The British pound fell to a seven-week low on Friday after a shock election result cast doubt on Britain's talks to leave the European Union, but key indices hit fresh record highs before tumbling technology shares drove the Nasdaq and S&P 500 lower.

British Prime Minister Theresa May said she would form a government backed by a small Northern Irish party after her Conservative Party lost its parliamentary majority in a vote on Thursday just days before the EU departure talks begin.

The reaction as it unfolded suggested a more limited impact than after last year's Brexit vote, which triggered a prolonged decline in the pound and unsettled other assets.

After a sharp initial fall, the pound steadied early in European trading and then began to claw back ground. Safe-haven gold and U.S. Treasuries drifted lower and futures markets pointed to Wall Street opening modestly higher.

"The uncertainty is bad news for sterling," said Bank of America, Merrill Lynch European equity & cross-asset strategist James Barty. "I think for the global market it doesn't matter. Unlike Brexit, which at the time had a spillover into other markets, this is a very U.K.-specific thing."
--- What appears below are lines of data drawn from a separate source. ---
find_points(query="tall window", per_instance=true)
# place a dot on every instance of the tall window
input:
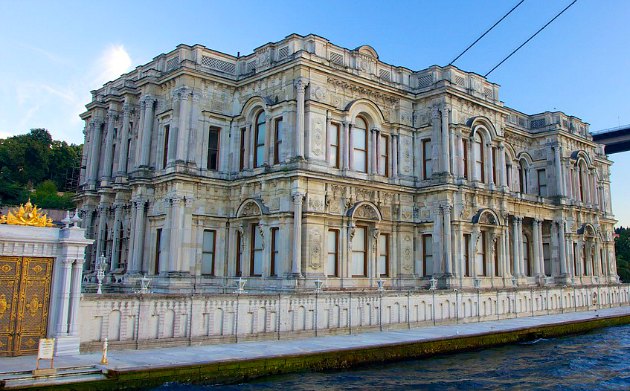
(522, 176)
(259, 140)
(277, 136)
(359, 145)
(158, 251)
(467, 255)
(542, 182)
(333, 145)
(167, 130)
(213, 148)
(479, 158)
(242, 150)
(383, 255)
(332, 262)
(427, 255)
(480, 263)
(465, 157)
(383, 155)
(526, 257)
(274, 251)
(207, 252)
(427, 164)
(239, 253)
(359, 252)
(547, 259)
(255, 264)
The benchmark FTSE 100 index of large British multinationals fed off sterling's decline, as earnings from abroad will be worth more from a weaker currency and gained 1 per cent.
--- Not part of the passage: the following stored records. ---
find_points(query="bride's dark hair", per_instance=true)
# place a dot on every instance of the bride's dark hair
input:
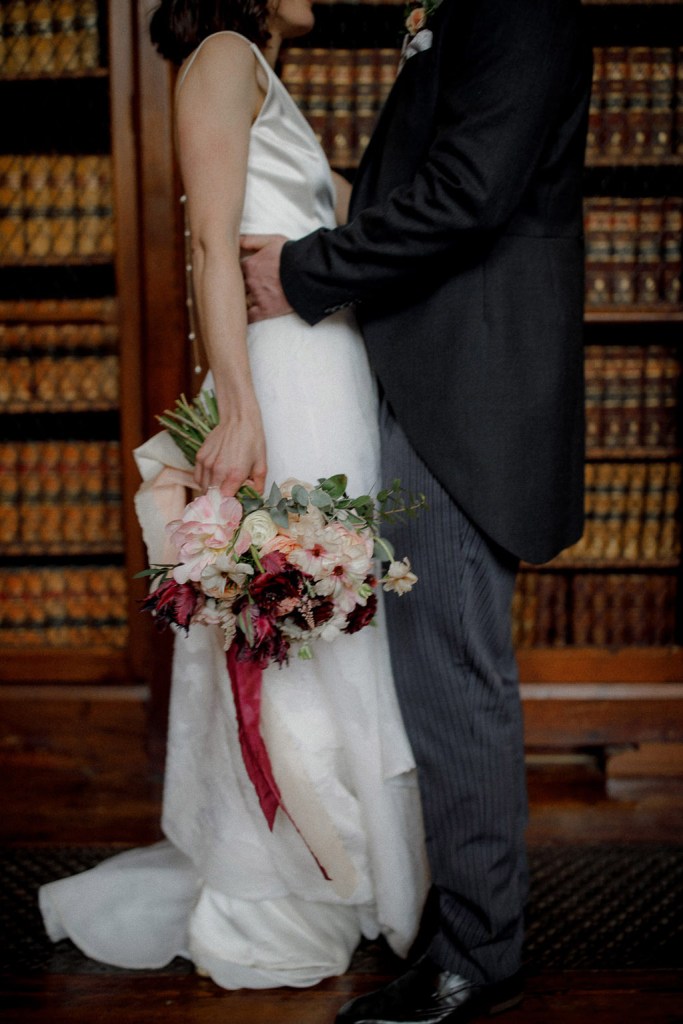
(177, 27)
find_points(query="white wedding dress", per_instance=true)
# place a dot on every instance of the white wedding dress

But some sectors seen as particularly sensitive to Brexit instability saw heavy losses, such as homebuilders and real estate investment trusts, which are seen as a barometer of Brexit sentiment due to their holdings of London office space.

After an initial plunge, sterling pared losses against the dollar and euro, while the dollar gained. Safe-haven gold and prices of U.S. Treasuries drifted lower.

The impact of the British election on the U.S. markets was muted.

May's Conservatives failed to win an outright majority in parliament. It meant she turned to Northern Ireland's small Democratic Unionist Party to retain power, amid serious questions about her own future.

That raised fears the political turmoil could delay and confound talks on leaving the European Union, which are due to start in less than two weeks.

John Wraith, a strategist at UBS, said there was a high likelihood of a potentially prolonged period of uncertainty over whether May would be replaced. But he cautioned bears against chasing the pound much lower.

"Today's result will in part be seen as a vote against a definitive break from the EU, and the market may soon begin to reassess the probability of a so-called 'hard Brexit'."